Akteneinsicht
Mai 17, 2011 | 30,00 EUR | beantwortet von Jan Wilking
Morgen,
Eine kurze Rechtsberatung benötige ich von Ihnen!
Seid genau 11 Monaten laufen einige Verfahren gegen mich wegen des Verdacht der Bedrohung und des Betruges. Ich habe in dieser Angelegenheit eine Rechtsanwältin beauftragt, die Sich als Pflichtverteidigerin beigeordnet hat. Diese Rechtsanwältin hat Akteneinsicht in dieser Sache genommen und mir Mitgeteilt, dass es keinerlei Beweise gäbe. Alle Zeugen äußerten nur Vermutungen.
Nun habe ich meiner Anwältin noch mal Aufgefordert. Akteneinsicht zu nehmen und mir die Akten in Kopie zu Überreichen, weil ich möchte gerne Wissen, was mir genau Vorgeworfen wird. Meine Anwältin hat es Verneint, denn es wären über 10 Akten und eh keinerlei Beweise. Nun habe ich bei der Staatsanwaltschaft, Akteneinsicht beantragt nach § 147 Abs 4 StPO. Die Staatsanwaltschaft schrieb mir darauf folgendes..
eine Übersendung der Akten zur Aktenein sicht an Sie ist nicht möglich. Ihre Verteidigerin hatte bereits Akteneinsicht.
Nun benötige ich eine Rechtsberatung.
Was kann ich machen, um doch die Verfahrensakten in Kopie zu Erhalten? Meine Rechtsanwältin verneint immer wieder die Akteneinsicht und will mir auch keine Kopien anfertigen. Was kann ich noch machen?
Sehr geehrter Ratsuchender,
gerne beantworte ich Ihre Anfrage unter Berücksichtigung Ihrer Sachverhaltsschilderung und Ihres Einsatzes wie folgt:
Das Gesetz sieht bei einem unverteidigten Beschuldigten ein Akteneinsichtsrecht vor, § 147 Absatz 7 StPO. Ist ein Verteidiger bestellt, benennt § 147 Absatz 4 StPO ein solches Recht für den Verteidiger.
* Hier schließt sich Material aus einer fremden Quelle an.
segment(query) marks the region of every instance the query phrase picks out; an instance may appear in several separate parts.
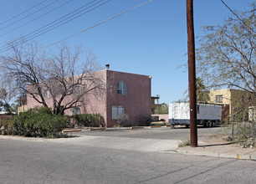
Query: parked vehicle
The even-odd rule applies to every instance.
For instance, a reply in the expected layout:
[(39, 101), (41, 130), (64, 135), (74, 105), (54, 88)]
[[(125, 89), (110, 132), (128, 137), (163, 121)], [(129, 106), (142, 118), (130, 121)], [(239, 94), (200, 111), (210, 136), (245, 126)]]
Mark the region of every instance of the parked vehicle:
[(256, 121), (256, 107), (255, 106), (248, 107), (248, 120), (250, 122)]
[[(169, 105), (169, 123), (172, 125), (190, 125), (189, 103), (171, 103)], [(222, 120), (222, 106), (197, 104), (197, 125), (206, 127), (215, 126)]]

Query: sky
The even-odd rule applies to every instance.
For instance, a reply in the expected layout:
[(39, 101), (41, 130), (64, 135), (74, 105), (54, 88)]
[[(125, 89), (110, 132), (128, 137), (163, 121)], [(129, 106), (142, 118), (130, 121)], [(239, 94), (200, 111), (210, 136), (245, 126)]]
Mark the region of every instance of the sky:
[[(231, 9), (239, 11), (248, 9), (253, 1), (224, 0)], [(80, 13), (86, 13), (33, 39), (50, 45), (145, 2), (0, 0), (0, 55), (5, 54), (7, 42), (24, 35), (35, 37), (39, 28), (43, 33), (83, 6), (87, 9)], [(93, 9), (89, 11), (89, 6)], [(202, 26), (222, 24), (231, 15), (221, 0), (194, 0), (193, 6), (195, 37), (203, 35)], [(180, 67), (187, 61), (187, 42), (186, 0), (153, 0), (65, 40), (69, 46), (82, 45), (86, 52), (93, 52), (102, 67), (109, 64), (111, 70), (151, 75), (151, 95), (159, 95), (159, 102), (166, 104), (187, 96), (188, 74)]]

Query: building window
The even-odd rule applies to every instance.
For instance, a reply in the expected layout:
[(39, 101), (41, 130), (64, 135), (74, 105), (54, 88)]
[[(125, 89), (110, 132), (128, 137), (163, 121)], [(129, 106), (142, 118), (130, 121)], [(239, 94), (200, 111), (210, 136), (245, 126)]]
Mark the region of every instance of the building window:
[(123, 95), (127, 95), (126, 84), (122, 80), (117, 84), (117, 94)]
[(49, 96), (49, 89), (44, 89), (44, 98), (48, 99)]
[(79, 115), (79, 114), (81, 114), (80, 113), (80, 108), (79, 108), (79, 107), (73, 107), (72, 114), (73, 115)]
[(75, 85), (74, 87), (73, 94), (74, 94), (74, 95), (80, 95), (80, 88), (79, 88), (79, 85)]
[(118, 120), (120, 115), (125, 114), (125, 107), (122, 105), (112, 106), (112, 120)]
[(216, 103), (223, 103), (223, 95), (216, 95)]

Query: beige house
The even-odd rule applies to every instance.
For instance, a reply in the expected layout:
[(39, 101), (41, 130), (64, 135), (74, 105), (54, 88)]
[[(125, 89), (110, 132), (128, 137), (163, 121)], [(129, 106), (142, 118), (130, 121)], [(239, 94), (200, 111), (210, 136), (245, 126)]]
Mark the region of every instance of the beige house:
[(212, 89), (207, 92), (207, 103), (228, 106), (229, 117), (232, 117), (233, 112), (236, 114), (241, 109), (246, 110), (256, 104), (255, 99), (248, 92), (233, 89)]

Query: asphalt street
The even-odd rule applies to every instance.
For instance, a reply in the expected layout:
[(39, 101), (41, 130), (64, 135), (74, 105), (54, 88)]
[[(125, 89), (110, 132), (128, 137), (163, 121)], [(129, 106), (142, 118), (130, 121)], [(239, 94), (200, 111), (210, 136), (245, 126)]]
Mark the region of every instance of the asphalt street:
[[(127, 138), (142, 138), (142, 139), (162, 139), (162, 140), (187, 140), (190, 137), (190, 129), (185, 126), (176, 126), (175, 129), (170, 127), (161, 128), (145, 128), (130, 130), (129, 128), (107, 129), (106, 130), (88, 131), (72, 133), (72, 135), (95, 135), (95, 136), (111, 136), (111, 137), (127, 137)], [(205, 128), (197, 127), (197, 135), (199, 139), (205, 136), (215, 135), (223, 130), (221, 127)]]
[[(254, 161), (0, 140), (1, 183), (254, 183)], [(113, 143), (115, 144), (115, 143)]]

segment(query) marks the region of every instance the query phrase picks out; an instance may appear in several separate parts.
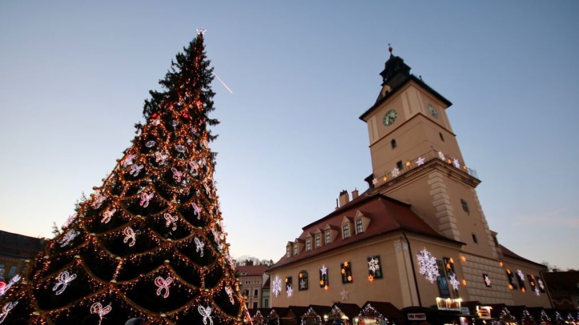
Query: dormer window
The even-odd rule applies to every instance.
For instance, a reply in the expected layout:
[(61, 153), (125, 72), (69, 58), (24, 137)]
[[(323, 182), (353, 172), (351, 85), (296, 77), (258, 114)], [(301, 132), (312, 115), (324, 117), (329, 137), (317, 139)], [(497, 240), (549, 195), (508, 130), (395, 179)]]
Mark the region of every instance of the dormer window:
[(344, 239), (350, 237), (350, 226), (347, 224), (343, 226), (342, 228), (342, 232), (343, 234)]
[(362, 219), (356, 220), (356, 234), (364, 232), (364, 227), (362, 226)]

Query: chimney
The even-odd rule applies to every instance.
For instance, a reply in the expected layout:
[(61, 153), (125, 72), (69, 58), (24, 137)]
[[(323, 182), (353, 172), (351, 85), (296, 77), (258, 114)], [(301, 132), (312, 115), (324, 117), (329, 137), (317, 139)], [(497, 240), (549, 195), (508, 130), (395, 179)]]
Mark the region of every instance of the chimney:
[(350, 195), (348, 195), (348, 191), (346, 190), (342, 190), (340, 192), (340, 206), (343, 206), (349, 202), (350, 202)]

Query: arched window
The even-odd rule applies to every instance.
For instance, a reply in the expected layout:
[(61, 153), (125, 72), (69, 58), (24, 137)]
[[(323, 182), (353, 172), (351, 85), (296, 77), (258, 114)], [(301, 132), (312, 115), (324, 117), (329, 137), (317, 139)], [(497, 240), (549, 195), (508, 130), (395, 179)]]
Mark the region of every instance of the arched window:
[(307, 271), (305, 270), (302, 270), (299, 272), (299, 274), (298, 275), (298, 277), (299, 278), (298, 283), (298, 288), (299, 291), (307, 290)]

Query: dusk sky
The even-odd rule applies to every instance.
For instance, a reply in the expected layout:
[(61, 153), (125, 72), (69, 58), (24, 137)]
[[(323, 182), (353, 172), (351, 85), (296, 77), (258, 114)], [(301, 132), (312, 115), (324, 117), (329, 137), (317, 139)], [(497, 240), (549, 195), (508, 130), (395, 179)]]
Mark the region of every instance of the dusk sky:
[(215, 178), (234, 257), (277, 261), (368, 189), (358, 117), (388, 43), (447, 110), (499, 242), (579, 268), (579, 2), (2, 1), (0, 230), (51, 237), (122, 157), (150, 89), (207, 29)]

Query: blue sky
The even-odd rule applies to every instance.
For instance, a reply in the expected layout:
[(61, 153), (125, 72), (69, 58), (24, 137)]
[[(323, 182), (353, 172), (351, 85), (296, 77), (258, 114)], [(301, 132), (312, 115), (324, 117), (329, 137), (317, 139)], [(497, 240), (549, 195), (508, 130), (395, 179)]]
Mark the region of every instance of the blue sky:
[(579, 2), (0, 3), (0, 229), (48, 236), (129, 146), (143, 101), (204, 27), (212, 147), (234, 256), (277, 260), (371, 172), (387, 44), (453, 103), (499, 241), (579, 268)]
Das Recht nach § 147 Absatz 7 StPO soll sich ausweislich des Wortlautes zwar nur auf den unverteidigten Beschuldigten beziehen. Man wird diese Beschränkung im Hinblick darauf, dass der Beschuldigte über seinen Verteidiger die Möglichkeit hat, den Inhalt der Akten zur angemessenen Vorbereitung seiner Verteidigung zu nutzen, prinzipiell akzeptieren müssen. Eine solche gesetzliche Regelung ist zumindest mit dem Recht auf Verteidigung nach Art. 6 III b EMRK vereinbar. Jedoch sind auch hier Fälle denkbar, in denen es im Hinblick auf eine effektive Verteidigung gerade geboten ist, auch dem verteidigten Beschuldigten die Einsicht neben dem Verteidiger zu gestatten: So wird man einen solchen Anspruch immer dann annehmen müssen, wenn der Beschuldigte auf Grund seines Kenntnisstandes und des Umfanges des Verfahrens besser als seine Verteidiger in der Lage ist, die Akten zu verstehen und mit deren Kenntnis eine effektivere Verteidigung vorzubereiten.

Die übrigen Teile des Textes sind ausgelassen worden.